KOKKOS error -cudaErrorIllegalAddress)

Hello to LAMMPS users,

I am currently facing an error as shown below while running a friction simulation using the KOKKOS package with a NVIDIA RTX 4090 GPU.

"cudaStreamSynchronize(stream) error( cudaErrorIllegalAddress): an illegal memory access was encountered /home/name/lammps-22Jul2025/lib/kokkos/core/src/Cuda/Kokkos_Cuda_Instance.cpp:165
Backtrace:
[0x64ad65f2d389]
[0x64ad65f09bb0]
[0x64ad65f33216]
[0x64ad65f33bb9]
[0x64ad65cf3d91]
[0x64ad65cf4138]
[0x64ad65d065f2]
[0x64ad65d08865]
[0x64ad652d62dd]
[0x64ad644b0e14]
[0x64ad63e9e727]
[0x64ad63d6737b]
[0x64ad63d67d7f]
[0x64ad63ccecb1]
[0x76a65ea2a1ca]
[0x76a65ea2a28b] __libc_start_main
[0x64ad63d5a915]
**[DESKTOP-20TF71N:192096] *** Process received signal *****
[DESKTOP-20TF71N:192096] Signal: Aborted (6)
[DESKTOP-20TF71N:192096] Signal code: (-6)
[DESKTOP-20TF71N:192096] [ 0] /lib/x86_64-linux-gnu/libc.so.6(+0x45330)[0x76a65ea45330]
[DESKTOP-20TF71N:192096] [ 1] /lib/x86_64-linux-gnu/libc.so.6(pthread_kill+0x11c)[0x76a65ea9eb2c]
[DESKTOP-20TF71N:192096] [ 2] /lib/x86_64-linux-gnu/libc.so.6(gsignal+0x1e)[0x76a65ea4527e]
[DESKTOP-20TF71N:192096] [ 3] /lib/x86_64-linux-gnu/libc.so.6(abort+0xdf)[0x76a65ea288ff]
[DESKTOP-20TF71N:192096] [ 4] lmp(+0x2469bbd)[0x64ad65f09bbd]
[DESKTOP-20TF71N:192096] [ 5] lmp(+0x2493216)[0x64ad65f33216]
[DESKTOP-20TF71N:192096] [ 6] lmp(+0x2493bb9)[0x64ad65f33bb9]
[DESKTOP-20TF71N:192096] [ 7] lmp(+0x2253d91)[0x64ad65cf3d91]
[DESKTOP-20TF71N:192096] [ 8] lmp(+0x2254138)[0x64ad65cf4138]
[DESKTOP-20TF71N:192096] [ 9] lmp(+0x22665f2)[0x64ad65d065f2]
[DESKTOP-20TF71N:192096] [10] lmp(+0x2268865)[0x64ad65d08865]
[DESKTOP-20TF71N:192096] [11] lmp(+0x18362dd)[0x64ad652d62dd]
[DESKTOP-20TF71N:192096] [12] lmp(+0xa10e14)[0x64ad644b0e14]
[DESKTOP-20TF71N:192096] [13] lmp(+0x3fe727)[0x64ad63e9e727]
[DESKTOP-20TF71N:192096] [14] lmp(+0x2c737b)[0x64ad63d6737b]
[DESKTOP-20TF71N:192096] [15] lmp(+0x2c7d7f)[0x64ad63d67d7f]
[DESKTOP-20TF71N:192096] [16] lmp(+0x22ecb1)[0x64ad63ccecb1]
[DESKTOP-20TF71N:192096] [17] /lib/x86_64-linux-gnu/libc.so.6(+0x2a1ca)[0x76a65ea2a1ca]
[DESKTOP-20TF71N:192096] [18] /lib/x86_64-linux-gnu/libc.so.6(__libc_start_main+0x8b)[0x76a65ea2a28b]
[DESKTOP-20TF71N:192096] [19] lmp(+0x2ba915)[0x64ad63d5a915]
**[DESKTOP-20TF71N:192096] *** End of error message *****
--------------------------------------------------------------------------
prterun noticed that process rank 0 with PID 192096 on node DESKTOP-20TF71N exited on
signal 6 (Aborted).
--------------------------------------------------------------------------"

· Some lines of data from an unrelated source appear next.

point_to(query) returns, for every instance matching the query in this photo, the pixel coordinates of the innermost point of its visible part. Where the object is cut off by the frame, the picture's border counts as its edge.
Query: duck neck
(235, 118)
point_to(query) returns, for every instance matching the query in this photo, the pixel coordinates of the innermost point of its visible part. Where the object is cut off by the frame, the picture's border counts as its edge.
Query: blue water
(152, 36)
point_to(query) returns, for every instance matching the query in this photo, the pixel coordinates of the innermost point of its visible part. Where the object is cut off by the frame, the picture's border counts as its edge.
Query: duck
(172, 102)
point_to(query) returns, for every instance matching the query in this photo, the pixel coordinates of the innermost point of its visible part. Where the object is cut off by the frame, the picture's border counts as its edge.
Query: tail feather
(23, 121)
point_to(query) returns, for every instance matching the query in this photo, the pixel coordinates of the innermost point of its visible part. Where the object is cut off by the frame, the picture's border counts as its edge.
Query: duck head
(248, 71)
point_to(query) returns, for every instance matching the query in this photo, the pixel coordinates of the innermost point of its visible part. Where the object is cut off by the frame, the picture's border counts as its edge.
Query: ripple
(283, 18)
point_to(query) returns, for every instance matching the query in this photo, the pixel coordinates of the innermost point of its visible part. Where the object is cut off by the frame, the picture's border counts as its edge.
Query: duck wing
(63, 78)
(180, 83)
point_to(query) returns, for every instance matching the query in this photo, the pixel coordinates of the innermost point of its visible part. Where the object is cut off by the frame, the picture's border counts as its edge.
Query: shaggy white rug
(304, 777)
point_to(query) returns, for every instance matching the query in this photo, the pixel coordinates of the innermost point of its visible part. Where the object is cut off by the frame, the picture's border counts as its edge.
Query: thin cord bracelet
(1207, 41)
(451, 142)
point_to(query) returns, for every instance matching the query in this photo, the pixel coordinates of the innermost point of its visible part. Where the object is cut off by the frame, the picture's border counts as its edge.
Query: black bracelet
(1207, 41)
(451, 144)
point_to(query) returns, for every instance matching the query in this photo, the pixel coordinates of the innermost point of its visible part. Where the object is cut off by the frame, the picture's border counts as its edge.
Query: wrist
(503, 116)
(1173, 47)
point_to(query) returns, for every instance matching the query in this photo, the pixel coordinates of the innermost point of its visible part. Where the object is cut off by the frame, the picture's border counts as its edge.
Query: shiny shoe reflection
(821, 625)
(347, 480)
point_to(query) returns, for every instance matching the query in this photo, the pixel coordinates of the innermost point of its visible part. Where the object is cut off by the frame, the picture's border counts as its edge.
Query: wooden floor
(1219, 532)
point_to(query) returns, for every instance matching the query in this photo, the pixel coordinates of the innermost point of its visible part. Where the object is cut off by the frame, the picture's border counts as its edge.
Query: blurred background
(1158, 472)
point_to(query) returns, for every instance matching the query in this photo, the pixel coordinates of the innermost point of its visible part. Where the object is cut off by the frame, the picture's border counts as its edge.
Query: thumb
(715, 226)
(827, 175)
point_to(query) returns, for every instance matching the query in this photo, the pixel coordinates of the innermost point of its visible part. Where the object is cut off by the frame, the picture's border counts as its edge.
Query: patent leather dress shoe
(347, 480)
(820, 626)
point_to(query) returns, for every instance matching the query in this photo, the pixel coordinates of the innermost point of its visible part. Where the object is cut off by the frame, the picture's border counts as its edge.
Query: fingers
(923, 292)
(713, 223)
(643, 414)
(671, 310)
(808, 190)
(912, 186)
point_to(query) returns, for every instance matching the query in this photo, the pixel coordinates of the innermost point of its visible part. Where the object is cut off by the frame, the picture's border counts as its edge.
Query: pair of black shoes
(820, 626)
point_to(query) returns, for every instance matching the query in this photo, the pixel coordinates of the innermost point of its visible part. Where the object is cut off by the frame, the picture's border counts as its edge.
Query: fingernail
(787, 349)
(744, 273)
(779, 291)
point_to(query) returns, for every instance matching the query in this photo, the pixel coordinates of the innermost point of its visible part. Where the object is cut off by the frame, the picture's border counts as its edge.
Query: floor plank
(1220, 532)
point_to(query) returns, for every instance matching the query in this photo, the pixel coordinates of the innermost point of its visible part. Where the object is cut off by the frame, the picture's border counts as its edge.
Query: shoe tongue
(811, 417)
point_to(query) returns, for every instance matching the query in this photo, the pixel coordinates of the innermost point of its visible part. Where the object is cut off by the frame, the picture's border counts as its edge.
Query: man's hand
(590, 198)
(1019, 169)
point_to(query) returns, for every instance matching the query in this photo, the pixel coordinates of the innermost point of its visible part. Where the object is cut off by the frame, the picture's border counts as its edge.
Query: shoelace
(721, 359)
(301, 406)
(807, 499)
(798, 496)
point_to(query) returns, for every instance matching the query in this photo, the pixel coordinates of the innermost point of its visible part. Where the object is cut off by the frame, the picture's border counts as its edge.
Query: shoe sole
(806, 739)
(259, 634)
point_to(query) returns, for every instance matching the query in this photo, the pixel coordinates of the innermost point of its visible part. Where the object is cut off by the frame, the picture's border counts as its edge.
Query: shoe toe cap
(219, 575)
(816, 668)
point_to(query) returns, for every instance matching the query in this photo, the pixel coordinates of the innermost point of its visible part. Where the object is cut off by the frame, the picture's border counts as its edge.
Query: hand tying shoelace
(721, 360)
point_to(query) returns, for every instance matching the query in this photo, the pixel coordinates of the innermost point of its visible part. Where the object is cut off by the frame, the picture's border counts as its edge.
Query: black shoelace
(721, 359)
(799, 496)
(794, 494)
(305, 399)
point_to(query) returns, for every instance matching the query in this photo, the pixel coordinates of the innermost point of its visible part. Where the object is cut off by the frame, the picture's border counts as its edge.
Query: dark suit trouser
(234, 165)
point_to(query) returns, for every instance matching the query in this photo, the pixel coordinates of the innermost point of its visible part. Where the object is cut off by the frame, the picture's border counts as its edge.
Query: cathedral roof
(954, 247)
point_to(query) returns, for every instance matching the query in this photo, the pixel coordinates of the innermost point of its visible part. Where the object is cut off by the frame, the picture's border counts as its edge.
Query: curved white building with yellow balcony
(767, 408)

The current LAMMPS version I am using is Jul22-2025 version
and running in UBUNTU 24.04
The CUDA version is 12.6
And these are the packages I have installed.
“cmake -C …/cmake/presets/basic.cmake -C …/cmake/presets/kokkos-cuda.cmake …/cmake
cmake -D Kokkos_ENABLE_CUDA=yes -D Kokkos_ENABLE_OPENMP=yes -D PKG_KOKKOS=yes -D PKG_MEAM=on -D PKG_MOLECULE=on -D PKG_OPENMP=yes -D GPU_API=cuda -D GPU_ARCH=sm_89 …/cmake”
My input keywords to start the simulation is (just in case)
“mpirun -np 1 lmp -k on g 1 -sf kk -pk kokkos neigh half newton on -in Simulation.lmp”

I have searched this error from here and tried to cool down my GPU when using, (maintaining at about 37~45 degree celsius) but still this error appears every so often.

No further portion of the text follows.